18 Responses to “Being passed through”

  1. K. Liske Says:

    Maybe next time, answer his phone “This is supervisor”, I sent him to get coffee/tea. How can I help you?”

  2. K. Liske Says:

    Oops…the brackets blocked out the “colleague’s name” part.
    It should read ‘This is “colleague’s name” supervisor’

  3. Chibi Says:

    If I were you, I wouldn’t answer his phone anymore. Don’t go out of your way to do anything for him. And if he asks why, then inform him that your job is to be his colleague, not his secretary, and that you don’t do favors for those who treat you like the latter.

    • shoutingwoman Says:

      This is my story – we all have to answer each other’s phones as it’s our boss’s policy. She’s also actually been in the room when I’ve been teased thanks to this phone call.

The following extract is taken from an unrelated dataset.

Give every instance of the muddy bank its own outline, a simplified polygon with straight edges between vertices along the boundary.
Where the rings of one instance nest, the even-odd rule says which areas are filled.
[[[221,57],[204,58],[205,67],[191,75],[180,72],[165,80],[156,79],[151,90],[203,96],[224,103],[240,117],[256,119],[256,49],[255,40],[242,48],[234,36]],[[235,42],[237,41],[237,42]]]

      As for my colleague, I’ve started avoiding doing anything nice for him, which has just resulted in more teasing that I’m too thin-skinned. Time for a new job methinks 🙂

  4. Goodbye_Kitty Says:

    When he answers the phone he can be your secretary…

  5. Jessica Says:

    If he’s going to be an ass, let it go to voicemail or just let his calls go unanswered.

  6. bluebird Says:

    There is a national administrative support appreciation day. You could always send flowers to him, your favorite “manceptionist.” 🙂

  7. Nadine Says:

    Then next time tell your clients when they call you to call your sexy little male secretary who will schedule the meeting for you and make sure to let them know that he’s not that bright so they should talk slow.

  8. Cruella Says:

    Years ago I worked in an office where the only two women were myself and a graduate trainee who worked for me. Every time we got a delivery the delivery guys would try to bring it over to me and C (the graduate) despite having to walk past 20 guys to do so. I would leap to my feet, hand them my business card and say “Head of Strategy, how can i help?” and if I was out C would say “Acting Head of Strategy, how can I help?”. If they persisted with trying to deliver a package I’d ask if the package was addressed to the Head of Strategy and if not I’d just say I was really sorry I couldn’t help then turn back to my computer and ask a really inane question to the rest of the team loudly like “Is anyone else getting really slow internet? I can’t watch these cartoons…”

    The best plan with your colleague is next time you’ve got a client on the line halfway through say “sorry [client’s name] my secretary’s asking something … oh [colleague’s name], thanks, milk and two sugars for me and try not to fill it too full, you’ll only spill it on yourself like last time … sorry [client’s name] where was i?…”

  9. Jacob Says:

    I understand being upset by the teasing, but I can’t blame your colleague for not correcting the client on the phone.

    • Kate Says:

      How does that work? The teasing is part of the not correcting. He’s allowing a client to believe something that isn’t true. Something that is based on sexism.

      • Matt G. Says:

        But the “customer is always right”. I don’t fault the colleague for not contradicting the client; I fault him for not apologizing to her for not correcting the client.

  10. Sally Says:

    When I was at university, my tutor was on sabbatical, so another member of the teaching staff stepped in. We still had tutorials in the original tutor’s room.

    So, there we were, being taught by one of the world’s leading scholars on 20th century Germany, and the phone rang. This is what we heard.

    ‘No, I’m sorry, Professor [Name] is on sabbatical at the moment.’
    ‘No, I’m afraid that even though I’m a woman, I don’t have the right qualifications to be his secretary.’
    ‘Apology accepted. Bye now.’

    I loved Dr S.

  11. Dude Says:

    Usually when you call someone’s office, and someone other than them answers the phone, it’s a secretary. Also, you don’t correct customers over things like that which are probably not important to the transaction.